Pioneering Nanotechnology Developed To Capture Energy From People
Michigan State University researchers have developed a nanotechnology device that can turn human motion into energy. A mere finger swipe can help applications run a smartphone. ( Nelson Sepulveda/MSU )
Experts at the Michigan State University have developed a nanotechnology device that is as thin as film and can turn human motion into energy. This means that a mere finger swipe over a smartphone screen can keep it running indefinitely.
Similarly, by typing on keyboards, laptop batteries will be charged. Fitness trackers too can gain power from the kinetics of jogging feet.
Known as biocompatible ferroelectric nanogenerator, or FENG, the technology is discussed in greater detail in Nano Energy.
“What I foresee, relatively soon, is the capability of not having to charge your cell phone for an entire week, for example, because that energy will be produced by your movement,” said Nelson Sepulveda, lead researcher and associate professor of electrical engineering at Michigan.
The experts showcased a prototype device that is flexible, thin and apt for many applications.
The processes are enabled by the device’s structure that is built on a silicon wafer, where layers are separated by walls of thin polypropylene ferroelectric, silver, and polyimide slices.
Ionized layers upon compression help in generating electric energy from the substrate.

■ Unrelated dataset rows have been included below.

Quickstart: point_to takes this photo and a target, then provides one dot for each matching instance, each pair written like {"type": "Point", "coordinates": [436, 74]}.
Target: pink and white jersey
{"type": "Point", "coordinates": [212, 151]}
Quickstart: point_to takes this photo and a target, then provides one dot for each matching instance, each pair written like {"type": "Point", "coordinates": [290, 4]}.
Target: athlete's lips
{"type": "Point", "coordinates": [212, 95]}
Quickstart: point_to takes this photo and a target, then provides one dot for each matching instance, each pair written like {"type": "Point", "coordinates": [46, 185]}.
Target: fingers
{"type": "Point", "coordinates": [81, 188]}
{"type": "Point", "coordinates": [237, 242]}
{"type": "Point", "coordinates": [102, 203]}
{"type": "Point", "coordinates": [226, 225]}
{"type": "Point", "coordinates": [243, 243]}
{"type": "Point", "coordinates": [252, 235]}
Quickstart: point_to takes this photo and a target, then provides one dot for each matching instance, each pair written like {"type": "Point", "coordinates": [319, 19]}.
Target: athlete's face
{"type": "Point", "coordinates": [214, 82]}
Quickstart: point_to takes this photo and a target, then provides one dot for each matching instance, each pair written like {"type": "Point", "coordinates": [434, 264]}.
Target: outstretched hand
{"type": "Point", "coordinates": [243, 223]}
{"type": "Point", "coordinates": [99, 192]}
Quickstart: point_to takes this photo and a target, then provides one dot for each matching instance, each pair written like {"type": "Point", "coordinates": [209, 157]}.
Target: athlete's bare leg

The miniature or nano size of the device needs special mention. A case in point is the palm-sized device that was demonstrated by the researchers powering a slew of LED lights. Also tiny was the one that energized a touch screen device smaller than a finger.
The Michigan researchers affirm that FENG has the potential to turn into “a promising alternative in the field of mechanical energy harvesting” as far as autonomous electronics such as cell phones, wireless headsets, and touch-screen devices are concerned.
More impressive is the device’s ability to double power output when folded. The researchers are also mulling how the technology would ignite power from the heel strike to run gadgets like headsets.
The authors are optimistic about the device’s future based on simplicity, scalability, and light weight.
Other contributors to the research included doctoral scholars Wei Li, David Torres, and Tongyu Wang, as well as Chuan Wang, assistant professor of electrical and computer engineering at the MSU.
Sepulveda added that they are working on charging wearable devices with human motion.